The alliance between the two minds of Luther and Melanchthon who shaped the Lutheran reform is interesting to explore as they were unequal associates. "Apostle of the Poor and Simple" vs. "Apostle of Higher Education"; a pilgrim going to his God through clouds of demons and temptations, against a moderate disciple of the truth; coarse peasant manners versus gentle politeness…
On what did the friendship of such different people, with different views on religious topics, rest? Luther uncompromisingly fought against Catholicism and Zwinglianism, and his friend Philip was always ready for a compromise, seeking to balance the disturbed unity of the Church…
An important document in the history of Lutheranism was Melanchthon's apology for the "Augsburg Confession" (1531). He was accused of being willing to compromise with the Catholic Church. However, Melanchthon claimed to knowabout how people condemn his moderation, but you can not listen to the noise of many people. We must work for the world and the future. It will be a great blessing for everyone if unity is achieved.
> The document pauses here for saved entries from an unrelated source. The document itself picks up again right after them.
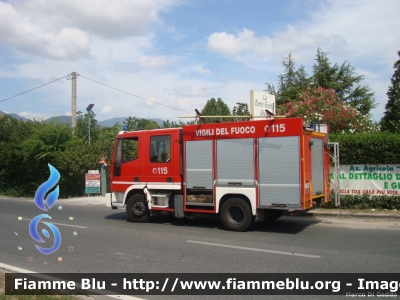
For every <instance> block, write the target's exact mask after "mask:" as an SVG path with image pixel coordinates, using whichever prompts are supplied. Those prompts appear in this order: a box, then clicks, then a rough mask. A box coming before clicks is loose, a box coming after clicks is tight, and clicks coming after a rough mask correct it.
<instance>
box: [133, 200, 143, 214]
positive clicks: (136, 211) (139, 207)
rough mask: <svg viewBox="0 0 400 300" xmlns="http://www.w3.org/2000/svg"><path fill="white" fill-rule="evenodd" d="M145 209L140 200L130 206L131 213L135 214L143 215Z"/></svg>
mask: <svg viewBox="0 0 400 300" xmlns="http://www.w3.org/2000/svg"><path fill="white" fill-rule="evenodd" d="M145 210H146V207H145V206H144V204H143V203H142V202H138V203H136V204H135V205H134V206H133V207H132V213H133V214H134V215H135V216H141V215H143V213H144V211H145Z"/></svg>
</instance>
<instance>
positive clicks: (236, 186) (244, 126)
mask: <svg viewBox="0 0 400 300" xmlns="http://www.w3.org/2000/svg"><path fill="white" fill-rule="evenodd" d="M329 171H330V158H329V149H328V134H327V133H324V132H318V130H315V129H310V128H306V127H305V126H304V124H303V120H302V119H301V118H292V119H289V118H288V119H268V120H258V121H242V122H227V123H213V124H200V125H188V126H183V127H182V128H171V129H155V130H144V131H134V132H120V133H119V134H118V136H117V138H116V141H115V145H114V152H113V156H112V163H111V167H110V191H111V193H108V194H106V205H107V206H108V207H112V208H114V209H115V208H126V211H127V214H128V216H129V219H130V220H131V221H134V222H147V221H148V220H149V219H150V217H151V216H152V215H155V214H157V213H161V212H169V213H171V214H173V215H174V216H175V217H177V218H183V217H190V216H192V215H198V214H207V215H219V216H220V217H221V219H222V222H223V224H224V226H225V227H226V228H227V229H229V230H235V231H244V230H246V229H248V228H249V226H250V225H251V224H252V223H253V222H255V221H257V222H260V221H267V220H274V219H277V218H279V217H280V216H281V215H282V214H283V212H285V211H288V210H291V211H292V210H308V209H311V208H313V207H315V205H316V204H318V203H319V202H321V201H328V199H329V196H330V177H329Z"/></svg>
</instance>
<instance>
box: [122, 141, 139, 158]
mask: <svg viewBox="0 0 400 300" xmlns="http://www.w3.org/2000/svg"><path fill="white" fill-rule="evenodd" d="M137 157H138V138H129V139H124V140H123V144H122V162H123V163H124V162H128V161H131V160H134V159H136V158H137Z"/></svg>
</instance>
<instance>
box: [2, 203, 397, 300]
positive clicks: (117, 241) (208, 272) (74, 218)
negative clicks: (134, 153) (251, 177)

Mediatorial role in theology
After the death of Martin Luther, Philip becomes the head of the reform movement in Germany and the Evangelical Church in Saxony. But, no matter how much he wanted to reconcile the Catholic Church with representatives of the radical wing of the Reformation, sharp criticism poured from both sides, and did not stop until his death.
Melanchthon fulfills the mission of a mediator between the positions of the Lutherans, conducts a dialogue with the Catholic Church, enters into relations with representatives of the Orthodox Church. He sent the text of the "Augsburg Confession" translated by him into Greek to the Patriarch of Constantinople, thereby believing that he would start a dialogue between Lutheran and Orthodox theologians.
The Roman Catholic Church saw the Reformation as a threat to its own influence and creates, as the main means of combating it, the Inquisition. The counter-reformation is led by the Jesuit order. Philipp Melanchthon at the same time (1845-1548) was preparing the texts of the Augsburg and Leipig interims - temporary church rites, for the rapprochement of Protestants with Catholics. In 1557 he takes part in the Second Confessional Debate at Worms and Heidelberg (on the reform of the university).
Philip's wife died in October 1557. Not for longPhilip lived after her death. The heart of the great reformer stopped beating on April 19, 1560. Melanchthon was buried in the castle church of Wittenberg, next to the grave of his friend Martin Luther.